The key study in acute dermal toxicity study was conducted to EPA OPPTS 870.1200 (Acute Dermal Toxicity) and to GLP (Dow Corning Corporation, 2000). An LD50 of >2000 mg/kg bw in rabbits was identified. No deaths occurred at this dose. There were no treatment-related clinical signs, macroscopic findings, or significant effects on bodyweight. The only findings were irritation at the application site. Persistent slight to moderate irritation (erythema with or without oedema up to Grade 3) was evident in all rabbits following removal of the dressings and over the following days. These reactions had notably ameliorated by the second week of the study with resolution in all but three animals complete by Day 15. In the remaining rabbits slight erythema (Grade 1) was still evident at study termination. Also notable in all rabbits during the first days following treatment was a very dry texture to the skin over the treatment site, desquamation of the skin on the treatment site (all rabbits and present in six rabbits at study termination) and in one rabbit localised necrosis/blanching evident throughout the observation period.

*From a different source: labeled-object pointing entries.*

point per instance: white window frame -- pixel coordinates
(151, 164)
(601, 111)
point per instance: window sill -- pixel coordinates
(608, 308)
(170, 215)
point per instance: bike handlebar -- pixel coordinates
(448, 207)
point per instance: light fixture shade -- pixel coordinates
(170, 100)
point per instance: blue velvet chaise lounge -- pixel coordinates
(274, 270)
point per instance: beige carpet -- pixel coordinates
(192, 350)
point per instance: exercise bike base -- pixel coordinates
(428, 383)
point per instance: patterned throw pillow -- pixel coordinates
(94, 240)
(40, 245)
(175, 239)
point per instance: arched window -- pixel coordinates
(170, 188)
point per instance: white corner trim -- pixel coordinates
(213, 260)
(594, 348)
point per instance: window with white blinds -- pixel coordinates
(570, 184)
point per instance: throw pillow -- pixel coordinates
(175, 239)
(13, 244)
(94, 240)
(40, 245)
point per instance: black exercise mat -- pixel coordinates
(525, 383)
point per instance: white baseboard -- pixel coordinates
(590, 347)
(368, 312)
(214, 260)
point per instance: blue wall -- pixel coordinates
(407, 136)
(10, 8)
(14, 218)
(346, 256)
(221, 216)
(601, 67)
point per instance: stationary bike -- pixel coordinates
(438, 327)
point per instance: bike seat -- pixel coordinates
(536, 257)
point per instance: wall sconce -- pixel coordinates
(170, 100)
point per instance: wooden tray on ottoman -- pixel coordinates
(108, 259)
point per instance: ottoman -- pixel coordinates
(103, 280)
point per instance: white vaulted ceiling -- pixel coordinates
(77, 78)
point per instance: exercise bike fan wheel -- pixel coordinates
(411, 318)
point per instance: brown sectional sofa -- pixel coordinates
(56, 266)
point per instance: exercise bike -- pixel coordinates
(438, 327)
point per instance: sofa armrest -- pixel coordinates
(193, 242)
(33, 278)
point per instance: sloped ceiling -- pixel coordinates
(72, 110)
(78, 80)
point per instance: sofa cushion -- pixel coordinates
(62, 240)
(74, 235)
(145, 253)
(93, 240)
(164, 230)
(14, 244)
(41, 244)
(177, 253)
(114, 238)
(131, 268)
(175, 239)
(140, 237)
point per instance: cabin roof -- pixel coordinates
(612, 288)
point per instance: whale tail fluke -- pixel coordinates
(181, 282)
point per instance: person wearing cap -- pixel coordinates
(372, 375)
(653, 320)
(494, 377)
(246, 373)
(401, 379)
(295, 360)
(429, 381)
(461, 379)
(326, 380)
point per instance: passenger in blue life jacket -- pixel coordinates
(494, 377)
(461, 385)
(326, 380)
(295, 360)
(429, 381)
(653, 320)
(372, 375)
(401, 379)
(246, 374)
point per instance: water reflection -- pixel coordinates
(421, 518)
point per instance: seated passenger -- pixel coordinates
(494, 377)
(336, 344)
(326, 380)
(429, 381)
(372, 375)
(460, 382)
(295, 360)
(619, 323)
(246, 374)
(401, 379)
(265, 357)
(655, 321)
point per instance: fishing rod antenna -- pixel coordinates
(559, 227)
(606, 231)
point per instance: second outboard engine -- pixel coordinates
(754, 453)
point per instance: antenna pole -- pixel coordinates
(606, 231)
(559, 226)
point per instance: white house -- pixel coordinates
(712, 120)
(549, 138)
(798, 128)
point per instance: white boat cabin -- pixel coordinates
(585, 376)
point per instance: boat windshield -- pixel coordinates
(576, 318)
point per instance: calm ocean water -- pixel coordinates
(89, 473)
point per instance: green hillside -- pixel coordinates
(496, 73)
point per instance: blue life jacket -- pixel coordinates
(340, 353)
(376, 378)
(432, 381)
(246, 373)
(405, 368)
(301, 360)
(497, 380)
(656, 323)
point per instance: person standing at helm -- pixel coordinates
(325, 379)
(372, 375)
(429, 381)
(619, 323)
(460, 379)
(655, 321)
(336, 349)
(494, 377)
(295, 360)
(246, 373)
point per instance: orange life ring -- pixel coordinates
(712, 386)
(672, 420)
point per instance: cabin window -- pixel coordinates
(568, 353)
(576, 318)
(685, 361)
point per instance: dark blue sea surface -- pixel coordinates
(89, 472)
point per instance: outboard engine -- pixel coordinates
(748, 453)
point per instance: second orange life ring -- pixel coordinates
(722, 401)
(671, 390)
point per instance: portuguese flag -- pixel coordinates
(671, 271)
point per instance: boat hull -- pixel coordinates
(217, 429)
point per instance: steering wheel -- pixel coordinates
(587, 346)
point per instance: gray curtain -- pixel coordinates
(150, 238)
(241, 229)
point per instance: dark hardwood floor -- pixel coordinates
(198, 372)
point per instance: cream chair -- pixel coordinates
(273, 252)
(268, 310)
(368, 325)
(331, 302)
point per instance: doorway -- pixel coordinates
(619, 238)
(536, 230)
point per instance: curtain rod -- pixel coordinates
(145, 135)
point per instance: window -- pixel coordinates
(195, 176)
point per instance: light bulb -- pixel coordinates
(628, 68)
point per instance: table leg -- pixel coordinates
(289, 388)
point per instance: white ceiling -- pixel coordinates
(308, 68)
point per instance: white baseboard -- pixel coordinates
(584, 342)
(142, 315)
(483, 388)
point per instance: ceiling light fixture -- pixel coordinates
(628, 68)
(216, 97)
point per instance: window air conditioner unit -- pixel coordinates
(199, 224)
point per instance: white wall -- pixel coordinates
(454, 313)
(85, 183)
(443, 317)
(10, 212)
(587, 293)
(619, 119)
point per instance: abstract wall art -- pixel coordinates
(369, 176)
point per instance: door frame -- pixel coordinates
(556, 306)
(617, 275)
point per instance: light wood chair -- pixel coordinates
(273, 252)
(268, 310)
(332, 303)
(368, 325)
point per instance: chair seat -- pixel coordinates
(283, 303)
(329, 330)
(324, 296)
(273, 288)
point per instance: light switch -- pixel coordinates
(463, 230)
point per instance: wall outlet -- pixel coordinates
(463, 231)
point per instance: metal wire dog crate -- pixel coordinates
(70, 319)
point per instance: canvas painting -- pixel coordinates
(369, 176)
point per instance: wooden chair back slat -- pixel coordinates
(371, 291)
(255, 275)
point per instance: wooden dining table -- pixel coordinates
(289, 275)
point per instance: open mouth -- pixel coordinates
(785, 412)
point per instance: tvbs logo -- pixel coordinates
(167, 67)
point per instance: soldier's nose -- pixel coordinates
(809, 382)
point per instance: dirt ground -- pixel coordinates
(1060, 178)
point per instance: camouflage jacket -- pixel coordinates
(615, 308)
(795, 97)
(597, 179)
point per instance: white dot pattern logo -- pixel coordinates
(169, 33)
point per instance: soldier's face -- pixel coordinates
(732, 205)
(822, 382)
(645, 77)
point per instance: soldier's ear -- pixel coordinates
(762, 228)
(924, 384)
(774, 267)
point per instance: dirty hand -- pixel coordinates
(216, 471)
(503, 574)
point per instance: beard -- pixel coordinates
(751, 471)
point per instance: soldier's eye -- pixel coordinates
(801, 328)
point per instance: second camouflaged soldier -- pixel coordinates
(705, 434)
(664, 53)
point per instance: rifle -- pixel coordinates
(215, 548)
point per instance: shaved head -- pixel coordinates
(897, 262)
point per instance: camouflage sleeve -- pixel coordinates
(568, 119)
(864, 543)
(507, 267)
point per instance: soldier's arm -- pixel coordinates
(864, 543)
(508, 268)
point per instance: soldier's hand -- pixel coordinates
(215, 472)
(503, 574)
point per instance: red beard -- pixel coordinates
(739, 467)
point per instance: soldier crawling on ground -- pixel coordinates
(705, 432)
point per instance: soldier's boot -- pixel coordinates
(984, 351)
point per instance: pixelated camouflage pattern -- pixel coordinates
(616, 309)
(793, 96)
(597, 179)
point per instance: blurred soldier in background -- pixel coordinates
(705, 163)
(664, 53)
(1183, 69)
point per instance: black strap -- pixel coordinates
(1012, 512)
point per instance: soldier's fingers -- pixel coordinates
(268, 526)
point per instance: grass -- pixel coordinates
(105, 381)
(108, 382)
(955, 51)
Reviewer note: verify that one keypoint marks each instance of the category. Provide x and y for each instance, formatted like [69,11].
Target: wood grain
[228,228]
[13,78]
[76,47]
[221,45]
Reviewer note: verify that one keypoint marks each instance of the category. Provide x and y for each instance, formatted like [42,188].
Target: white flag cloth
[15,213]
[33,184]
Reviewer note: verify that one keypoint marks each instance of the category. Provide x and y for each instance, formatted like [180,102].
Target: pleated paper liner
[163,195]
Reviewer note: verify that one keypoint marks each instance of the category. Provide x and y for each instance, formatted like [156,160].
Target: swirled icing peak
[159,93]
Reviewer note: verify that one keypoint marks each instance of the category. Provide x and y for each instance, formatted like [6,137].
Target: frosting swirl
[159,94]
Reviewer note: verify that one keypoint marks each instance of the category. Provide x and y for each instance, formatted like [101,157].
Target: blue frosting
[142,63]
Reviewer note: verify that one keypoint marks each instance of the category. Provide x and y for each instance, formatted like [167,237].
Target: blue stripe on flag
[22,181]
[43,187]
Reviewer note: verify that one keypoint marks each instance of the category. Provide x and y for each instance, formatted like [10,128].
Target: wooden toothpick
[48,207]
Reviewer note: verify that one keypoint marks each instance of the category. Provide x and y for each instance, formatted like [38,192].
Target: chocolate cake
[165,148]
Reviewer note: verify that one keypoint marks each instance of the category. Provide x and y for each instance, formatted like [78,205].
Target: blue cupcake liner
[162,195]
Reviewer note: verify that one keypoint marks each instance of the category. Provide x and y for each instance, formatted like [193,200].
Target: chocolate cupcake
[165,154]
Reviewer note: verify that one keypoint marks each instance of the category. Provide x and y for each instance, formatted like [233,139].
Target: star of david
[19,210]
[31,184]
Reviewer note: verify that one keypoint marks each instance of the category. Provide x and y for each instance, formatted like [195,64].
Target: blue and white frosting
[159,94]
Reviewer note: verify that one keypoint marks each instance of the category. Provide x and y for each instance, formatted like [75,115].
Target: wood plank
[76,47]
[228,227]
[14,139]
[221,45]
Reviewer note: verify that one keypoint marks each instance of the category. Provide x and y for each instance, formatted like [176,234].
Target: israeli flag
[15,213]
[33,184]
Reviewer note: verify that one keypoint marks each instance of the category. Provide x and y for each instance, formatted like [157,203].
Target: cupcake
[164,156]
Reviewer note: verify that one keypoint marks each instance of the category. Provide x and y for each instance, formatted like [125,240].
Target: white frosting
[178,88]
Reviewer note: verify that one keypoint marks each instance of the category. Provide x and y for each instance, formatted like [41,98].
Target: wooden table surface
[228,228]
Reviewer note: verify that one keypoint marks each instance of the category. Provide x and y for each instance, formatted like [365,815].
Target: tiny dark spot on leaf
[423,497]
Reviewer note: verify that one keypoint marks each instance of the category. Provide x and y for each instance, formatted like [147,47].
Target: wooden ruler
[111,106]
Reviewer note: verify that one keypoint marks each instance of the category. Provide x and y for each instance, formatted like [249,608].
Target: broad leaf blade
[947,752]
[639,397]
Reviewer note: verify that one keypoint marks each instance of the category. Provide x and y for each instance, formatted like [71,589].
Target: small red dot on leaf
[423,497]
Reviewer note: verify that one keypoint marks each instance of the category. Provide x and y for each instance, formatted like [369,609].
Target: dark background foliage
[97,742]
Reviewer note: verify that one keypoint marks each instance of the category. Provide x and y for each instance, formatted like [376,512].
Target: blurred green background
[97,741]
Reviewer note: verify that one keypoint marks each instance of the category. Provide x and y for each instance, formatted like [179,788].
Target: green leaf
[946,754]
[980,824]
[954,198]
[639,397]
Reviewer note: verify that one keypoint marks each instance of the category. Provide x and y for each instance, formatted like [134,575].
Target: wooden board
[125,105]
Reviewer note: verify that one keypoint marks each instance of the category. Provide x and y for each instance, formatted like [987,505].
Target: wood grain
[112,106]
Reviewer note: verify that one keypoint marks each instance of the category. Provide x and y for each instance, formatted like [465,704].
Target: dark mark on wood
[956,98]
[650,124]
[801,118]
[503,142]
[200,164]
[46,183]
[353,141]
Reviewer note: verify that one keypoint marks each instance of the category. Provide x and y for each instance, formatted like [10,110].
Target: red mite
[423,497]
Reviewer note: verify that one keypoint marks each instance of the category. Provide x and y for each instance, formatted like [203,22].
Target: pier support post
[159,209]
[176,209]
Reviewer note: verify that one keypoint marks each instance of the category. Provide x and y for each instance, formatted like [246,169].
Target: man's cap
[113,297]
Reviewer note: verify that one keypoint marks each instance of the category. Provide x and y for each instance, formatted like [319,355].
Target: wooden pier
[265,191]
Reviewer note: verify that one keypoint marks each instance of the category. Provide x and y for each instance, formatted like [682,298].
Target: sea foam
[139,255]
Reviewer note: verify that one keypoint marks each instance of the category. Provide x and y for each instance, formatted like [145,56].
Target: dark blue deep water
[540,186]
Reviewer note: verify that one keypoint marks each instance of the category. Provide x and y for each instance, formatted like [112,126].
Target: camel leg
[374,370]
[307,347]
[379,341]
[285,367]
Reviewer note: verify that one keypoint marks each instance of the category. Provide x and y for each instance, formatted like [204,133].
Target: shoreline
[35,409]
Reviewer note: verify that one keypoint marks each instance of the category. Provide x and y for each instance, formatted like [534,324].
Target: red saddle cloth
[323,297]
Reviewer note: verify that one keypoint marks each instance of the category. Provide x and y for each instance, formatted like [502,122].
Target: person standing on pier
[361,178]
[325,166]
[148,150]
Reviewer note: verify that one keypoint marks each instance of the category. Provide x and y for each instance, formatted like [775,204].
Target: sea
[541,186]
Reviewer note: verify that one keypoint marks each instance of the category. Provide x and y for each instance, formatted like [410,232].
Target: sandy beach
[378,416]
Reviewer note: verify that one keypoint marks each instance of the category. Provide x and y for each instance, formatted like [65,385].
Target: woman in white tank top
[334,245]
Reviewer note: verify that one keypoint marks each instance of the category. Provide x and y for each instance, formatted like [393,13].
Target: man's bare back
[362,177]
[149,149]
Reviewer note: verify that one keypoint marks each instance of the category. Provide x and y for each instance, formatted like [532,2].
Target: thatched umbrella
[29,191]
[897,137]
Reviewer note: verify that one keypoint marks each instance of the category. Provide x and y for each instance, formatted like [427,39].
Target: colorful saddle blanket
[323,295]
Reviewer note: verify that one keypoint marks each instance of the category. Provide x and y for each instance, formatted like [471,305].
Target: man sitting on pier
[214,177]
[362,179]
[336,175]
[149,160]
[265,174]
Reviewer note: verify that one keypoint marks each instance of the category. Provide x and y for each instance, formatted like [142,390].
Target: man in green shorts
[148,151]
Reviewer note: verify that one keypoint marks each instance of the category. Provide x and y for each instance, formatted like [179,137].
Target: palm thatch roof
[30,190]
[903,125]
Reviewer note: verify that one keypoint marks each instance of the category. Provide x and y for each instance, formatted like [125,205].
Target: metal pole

Two reliable supporting studies were also available for acute dermal toxicity. An acute dermal toxicity study conducted with the source substance N-(3-trimethoxysilyl)propyl)ethylenediamine (CAS 1760-24-3) to OECD 402 and to GLP in rats identified an LD50 value of >2009 mg/kg bw (Hazleton, 1992). There were no deaths, clinical effects or abnormal macroscopic findings at this dose. A fairly briefly reported study, conducted with the source substance according to generally accepted scientific standards but prior to GLP, reported a LD50 in rabbits greater than 16 mL/kg bw (Mellon Institute, 1966 and 1975).

 

The acute dermal toxicity study with N-(2-aminoethyl)-N'-[3-(trimethoxysilyl)propyl]-ethylenediamine (CAS 35141-30-1) was conducted according to a non-guideline study and was not GLP compliant (Carnegie-Mellon Institute of Research, 1975). The test material was administered via occlusive dressing to the intact skin of the trunk of 7 male Albino rabbits at a single dose of 16320 mg/kg bw for 24 h. The animals were observed for 14 days after administration. The LD50 was calculated to be greater than 16320 mg/kg bw. No clinical signs of toxicity were observed up to the end of the 14-day observation period. Two out of seven animals died at days 9 and 10, respectively. In these animals, congested kidneys were observed. The results found with registered substance support the results with the source substance and therefore N-(2-aminoethyl)-N'-[3-(trimethoxysilyl)propyl]-ethylenediamine (CAS 35141-30-1) is also considered to be of low acute dermal toxicity.

Justification for classification or non-classification

Based on the available data of the read across substance N-(3-(trimethoxysilyl)propyl)ethylenediamine the registered substance

N-(2-aminoethyl)-N'-[3-(trimethoxysilyl)propyl]-ethylenediamine (CAS 35141-30-1) is classified 'Acute Toxic 4 (mist) ' with the hazard statement 'H332: Harmful if inhaled' according to Regulation (EC) No 1272/2008. The registered substance is not classified for acute toxicity following oral or dermal exposure.